Grand Ledge School officials are asking voters to approve nearly $150M in bonds one week from today.
There are two different bonds that will appear on the ballot.
School officials say the money will help improve several ongoing issues inside the buildings like upgrades to the electric and plumbing systems.
“We have leaks where water’s coming into the building, we have heating and cooling issues, we’ve got a high school that has had extreme highs and lows in temperatures,” says Grand Ledge Superintendent, Brian Metcalf.
It’s issues like these Metcalf says he’s hoping to fix, but he needs the help of nearly $150M in bonds to do it.
“We have about 53 hundred students in this district, we have 7 very large buildings and we want to make sure that those buildings are conducive to learning,” says Metcalf.
Metcalf says the district asked community members through focus groups and a survey what they wanted to see change.
The result now lies in two bond proposals that will be on the November ballot for Grand Ledge residents.

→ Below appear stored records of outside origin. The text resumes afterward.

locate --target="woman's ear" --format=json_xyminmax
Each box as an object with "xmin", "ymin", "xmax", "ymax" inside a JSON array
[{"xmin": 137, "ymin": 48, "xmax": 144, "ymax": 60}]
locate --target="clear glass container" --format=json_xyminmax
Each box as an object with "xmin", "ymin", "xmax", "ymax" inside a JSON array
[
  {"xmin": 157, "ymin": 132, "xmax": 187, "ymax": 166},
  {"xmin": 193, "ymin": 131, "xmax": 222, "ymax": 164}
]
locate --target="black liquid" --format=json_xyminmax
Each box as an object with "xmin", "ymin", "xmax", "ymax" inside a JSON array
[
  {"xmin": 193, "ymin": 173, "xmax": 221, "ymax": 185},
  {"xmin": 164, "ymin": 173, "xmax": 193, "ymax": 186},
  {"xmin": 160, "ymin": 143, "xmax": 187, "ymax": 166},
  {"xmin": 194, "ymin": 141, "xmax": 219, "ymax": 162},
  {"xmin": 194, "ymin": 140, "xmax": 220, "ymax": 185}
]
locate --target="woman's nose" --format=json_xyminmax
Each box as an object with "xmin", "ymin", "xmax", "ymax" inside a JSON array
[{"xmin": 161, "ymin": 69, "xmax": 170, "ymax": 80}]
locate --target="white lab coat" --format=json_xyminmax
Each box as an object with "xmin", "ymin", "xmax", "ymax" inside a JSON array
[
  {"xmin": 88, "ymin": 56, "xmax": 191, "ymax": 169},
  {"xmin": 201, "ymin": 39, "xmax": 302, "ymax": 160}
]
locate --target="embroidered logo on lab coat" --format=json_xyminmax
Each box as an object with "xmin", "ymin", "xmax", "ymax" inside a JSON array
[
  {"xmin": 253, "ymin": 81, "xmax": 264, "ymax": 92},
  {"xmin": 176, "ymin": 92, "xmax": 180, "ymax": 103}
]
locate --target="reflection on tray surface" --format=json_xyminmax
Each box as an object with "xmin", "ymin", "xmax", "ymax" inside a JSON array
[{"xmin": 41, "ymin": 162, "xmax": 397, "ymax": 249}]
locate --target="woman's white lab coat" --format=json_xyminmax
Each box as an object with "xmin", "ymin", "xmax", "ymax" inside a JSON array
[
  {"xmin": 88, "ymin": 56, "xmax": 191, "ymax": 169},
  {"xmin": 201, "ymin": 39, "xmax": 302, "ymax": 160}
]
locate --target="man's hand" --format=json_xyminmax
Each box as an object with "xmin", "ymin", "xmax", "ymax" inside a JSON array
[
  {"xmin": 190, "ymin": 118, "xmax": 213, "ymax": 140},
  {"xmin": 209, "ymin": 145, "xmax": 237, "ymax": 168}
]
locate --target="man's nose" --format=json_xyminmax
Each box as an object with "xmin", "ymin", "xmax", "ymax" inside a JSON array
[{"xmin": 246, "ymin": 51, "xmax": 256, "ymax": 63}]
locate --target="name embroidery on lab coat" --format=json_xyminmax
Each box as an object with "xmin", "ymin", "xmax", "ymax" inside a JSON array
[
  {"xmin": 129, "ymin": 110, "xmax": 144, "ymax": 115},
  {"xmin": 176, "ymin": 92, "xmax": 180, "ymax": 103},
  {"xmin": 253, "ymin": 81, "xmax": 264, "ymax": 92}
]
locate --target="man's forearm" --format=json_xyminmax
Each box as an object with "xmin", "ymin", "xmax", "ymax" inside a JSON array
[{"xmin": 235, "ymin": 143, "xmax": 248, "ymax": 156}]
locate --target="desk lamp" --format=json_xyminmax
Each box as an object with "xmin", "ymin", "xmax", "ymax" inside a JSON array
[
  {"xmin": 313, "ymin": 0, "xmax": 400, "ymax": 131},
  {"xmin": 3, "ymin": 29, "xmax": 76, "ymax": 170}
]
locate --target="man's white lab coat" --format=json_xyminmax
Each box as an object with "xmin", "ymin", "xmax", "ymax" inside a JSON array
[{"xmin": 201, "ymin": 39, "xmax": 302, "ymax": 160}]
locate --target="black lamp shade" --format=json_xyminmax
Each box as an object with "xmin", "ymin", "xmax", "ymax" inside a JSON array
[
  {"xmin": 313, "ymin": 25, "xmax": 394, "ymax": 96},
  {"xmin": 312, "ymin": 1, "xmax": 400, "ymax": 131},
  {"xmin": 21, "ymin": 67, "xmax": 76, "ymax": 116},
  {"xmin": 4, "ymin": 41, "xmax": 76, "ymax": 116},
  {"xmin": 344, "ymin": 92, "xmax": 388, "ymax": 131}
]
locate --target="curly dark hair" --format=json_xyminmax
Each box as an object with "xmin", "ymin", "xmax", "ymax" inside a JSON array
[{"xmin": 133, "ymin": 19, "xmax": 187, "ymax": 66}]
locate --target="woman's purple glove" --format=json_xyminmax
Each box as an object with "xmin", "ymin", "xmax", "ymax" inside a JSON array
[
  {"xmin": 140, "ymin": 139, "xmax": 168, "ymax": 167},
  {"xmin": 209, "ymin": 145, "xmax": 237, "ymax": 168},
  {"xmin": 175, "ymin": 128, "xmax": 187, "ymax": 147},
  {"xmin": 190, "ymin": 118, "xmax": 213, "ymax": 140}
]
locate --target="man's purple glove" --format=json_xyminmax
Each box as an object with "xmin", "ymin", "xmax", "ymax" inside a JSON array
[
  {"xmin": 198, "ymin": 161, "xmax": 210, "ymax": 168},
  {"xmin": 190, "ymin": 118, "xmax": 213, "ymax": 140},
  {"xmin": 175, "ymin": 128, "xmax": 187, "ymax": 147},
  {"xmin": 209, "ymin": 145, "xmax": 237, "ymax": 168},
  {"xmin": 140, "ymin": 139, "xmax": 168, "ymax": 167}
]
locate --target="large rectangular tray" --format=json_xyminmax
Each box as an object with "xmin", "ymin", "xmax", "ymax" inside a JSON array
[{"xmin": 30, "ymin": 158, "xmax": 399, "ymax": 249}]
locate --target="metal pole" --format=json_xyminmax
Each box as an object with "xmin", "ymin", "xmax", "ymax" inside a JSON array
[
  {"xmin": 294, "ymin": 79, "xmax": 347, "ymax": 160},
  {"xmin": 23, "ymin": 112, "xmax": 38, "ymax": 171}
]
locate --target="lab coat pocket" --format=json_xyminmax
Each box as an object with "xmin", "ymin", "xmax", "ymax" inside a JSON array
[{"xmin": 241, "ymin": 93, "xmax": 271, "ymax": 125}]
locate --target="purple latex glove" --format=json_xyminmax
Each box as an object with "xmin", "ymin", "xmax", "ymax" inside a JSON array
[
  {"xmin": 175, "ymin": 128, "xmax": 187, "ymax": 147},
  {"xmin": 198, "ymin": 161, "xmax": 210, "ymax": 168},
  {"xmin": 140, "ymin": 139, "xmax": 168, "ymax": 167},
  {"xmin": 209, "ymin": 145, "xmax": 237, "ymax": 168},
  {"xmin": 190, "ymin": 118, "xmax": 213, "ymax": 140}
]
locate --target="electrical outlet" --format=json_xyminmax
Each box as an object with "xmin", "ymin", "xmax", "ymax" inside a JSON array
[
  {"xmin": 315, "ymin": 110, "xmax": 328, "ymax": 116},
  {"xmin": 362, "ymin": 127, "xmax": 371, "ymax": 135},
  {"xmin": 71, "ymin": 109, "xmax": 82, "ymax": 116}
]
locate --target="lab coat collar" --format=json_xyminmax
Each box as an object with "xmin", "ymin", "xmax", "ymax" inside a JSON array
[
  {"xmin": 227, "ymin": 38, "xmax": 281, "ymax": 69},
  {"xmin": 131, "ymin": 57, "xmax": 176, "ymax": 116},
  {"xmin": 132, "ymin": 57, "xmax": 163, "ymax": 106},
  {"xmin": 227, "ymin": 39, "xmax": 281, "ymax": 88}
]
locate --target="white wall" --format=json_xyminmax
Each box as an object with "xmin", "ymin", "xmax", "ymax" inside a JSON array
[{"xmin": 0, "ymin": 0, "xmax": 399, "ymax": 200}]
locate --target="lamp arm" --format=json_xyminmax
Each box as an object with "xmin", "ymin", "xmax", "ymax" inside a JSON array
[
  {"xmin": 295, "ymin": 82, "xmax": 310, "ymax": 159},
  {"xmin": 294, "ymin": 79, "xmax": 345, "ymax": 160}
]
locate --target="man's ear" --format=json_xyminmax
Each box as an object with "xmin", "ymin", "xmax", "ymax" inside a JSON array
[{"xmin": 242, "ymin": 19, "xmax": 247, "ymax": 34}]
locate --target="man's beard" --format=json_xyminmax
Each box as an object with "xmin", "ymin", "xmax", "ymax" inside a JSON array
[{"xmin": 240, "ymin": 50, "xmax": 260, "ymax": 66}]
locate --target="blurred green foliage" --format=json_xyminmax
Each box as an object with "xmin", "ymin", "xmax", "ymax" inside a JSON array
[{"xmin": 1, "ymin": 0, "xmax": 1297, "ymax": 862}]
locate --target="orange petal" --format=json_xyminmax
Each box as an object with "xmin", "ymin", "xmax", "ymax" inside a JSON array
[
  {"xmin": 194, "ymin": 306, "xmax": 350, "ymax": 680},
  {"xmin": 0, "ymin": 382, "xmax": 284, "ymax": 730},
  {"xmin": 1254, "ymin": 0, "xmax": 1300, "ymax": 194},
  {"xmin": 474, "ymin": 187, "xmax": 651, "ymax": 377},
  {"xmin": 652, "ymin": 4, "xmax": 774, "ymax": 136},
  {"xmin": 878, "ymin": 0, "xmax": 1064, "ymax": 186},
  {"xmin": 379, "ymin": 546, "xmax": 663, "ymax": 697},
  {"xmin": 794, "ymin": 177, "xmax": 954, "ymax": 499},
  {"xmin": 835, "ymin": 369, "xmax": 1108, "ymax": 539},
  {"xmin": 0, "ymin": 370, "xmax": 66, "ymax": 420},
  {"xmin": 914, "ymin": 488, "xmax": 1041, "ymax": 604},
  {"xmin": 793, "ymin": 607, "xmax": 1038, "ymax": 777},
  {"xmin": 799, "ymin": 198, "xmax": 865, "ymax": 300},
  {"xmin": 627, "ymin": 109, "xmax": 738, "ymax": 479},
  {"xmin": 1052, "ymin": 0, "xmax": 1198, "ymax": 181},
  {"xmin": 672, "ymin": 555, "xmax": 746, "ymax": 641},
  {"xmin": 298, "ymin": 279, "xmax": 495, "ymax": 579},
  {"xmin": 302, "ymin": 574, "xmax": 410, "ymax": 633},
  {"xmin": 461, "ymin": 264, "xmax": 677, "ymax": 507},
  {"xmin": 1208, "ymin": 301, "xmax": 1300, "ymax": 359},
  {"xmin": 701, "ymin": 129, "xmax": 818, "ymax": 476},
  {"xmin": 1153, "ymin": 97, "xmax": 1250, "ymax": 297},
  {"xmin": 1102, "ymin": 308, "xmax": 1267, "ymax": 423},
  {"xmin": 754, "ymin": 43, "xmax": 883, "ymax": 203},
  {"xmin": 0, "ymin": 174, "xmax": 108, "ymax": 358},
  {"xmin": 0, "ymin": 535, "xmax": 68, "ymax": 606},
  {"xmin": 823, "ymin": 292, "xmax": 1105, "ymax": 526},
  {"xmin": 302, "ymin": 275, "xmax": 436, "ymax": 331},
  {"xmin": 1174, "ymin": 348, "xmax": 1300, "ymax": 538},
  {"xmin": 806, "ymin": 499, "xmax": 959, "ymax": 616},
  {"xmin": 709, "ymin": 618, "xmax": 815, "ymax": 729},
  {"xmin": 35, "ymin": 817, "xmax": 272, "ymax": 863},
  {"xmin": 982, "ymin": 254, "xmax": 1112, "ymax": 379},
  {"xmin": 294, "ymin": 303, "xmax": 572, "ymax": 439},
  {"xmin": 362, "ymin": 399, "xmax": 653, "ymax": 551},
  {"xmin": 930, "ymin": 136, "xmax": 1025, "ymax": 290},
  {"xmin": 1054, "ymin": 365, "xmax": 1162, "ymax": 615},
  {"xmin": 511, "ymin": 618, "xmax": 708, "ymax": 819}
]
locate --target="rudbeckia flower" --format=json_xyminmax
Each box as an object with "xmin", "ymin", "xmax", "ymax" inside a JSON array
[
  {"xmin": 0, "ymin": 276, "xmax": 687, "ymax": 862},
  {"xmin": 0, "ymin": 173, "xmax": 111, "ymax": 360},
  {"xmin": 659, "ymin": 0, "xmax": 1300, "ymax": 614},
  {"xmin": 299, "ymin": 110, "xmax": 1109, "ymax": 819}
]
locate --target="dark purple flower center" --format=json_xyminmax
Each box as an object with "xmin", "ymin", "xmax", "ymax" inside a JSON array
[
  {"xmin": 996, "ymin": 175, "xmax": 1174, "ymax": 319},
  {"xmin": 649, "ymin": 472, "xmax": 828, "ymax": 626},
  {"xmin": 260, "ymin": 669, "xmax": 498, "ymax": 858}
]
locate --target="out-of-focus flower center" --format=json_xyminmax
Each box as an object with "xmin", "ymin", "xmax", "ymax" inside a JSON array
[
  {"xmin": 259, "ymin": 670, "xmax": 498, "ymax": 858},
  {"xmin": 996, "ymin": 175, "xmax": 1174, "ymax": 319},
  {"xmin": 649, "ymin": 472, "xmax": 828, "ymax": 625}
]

The first would provide $118,640,000 for school improvements, making the schools smarter, stronger, and safer.
It would move kindergartners from the Neff center back into their local elementary’s.
It would also create an intermediate school for 5th and 6th graders.
It would replace old equipment, like the roof of the high school, an old air compressor, and a hard water filter that are overdue for retirement.
In addition Proposal 1 will add extra security, including video cameras, to school entrances.
The second proposal would provide $29,485,000 for community, athletics and fine arts.
Developing a community pool, weight room, and walking track.
All things Metcalf says community members mentioned that they wanted available to them.
But all of the improvements come with a hefty price tag for Grand Ledge taxpayers.
Those who own a $100-thousand home would pay an increased cost of $72 a year over the prior year if both proposals pass.
However according to Metcalf, the district would still have one of the lowest tax millages in the region, a vote he says is worth it.
“These buildings are going to be here for a long time, our programs are going to continue to improve for a long time, and we want to make sure that their children and their grandchildren have great opportunities and that’s what this bond is about,” says Metcalf.
The Grand Ledge District has had trouble passing bonds in the past.
6-News spoke to a few voters planning to vote no on these proposals.
They say the price tag is too high and the district continues to ask for more and more money from residents.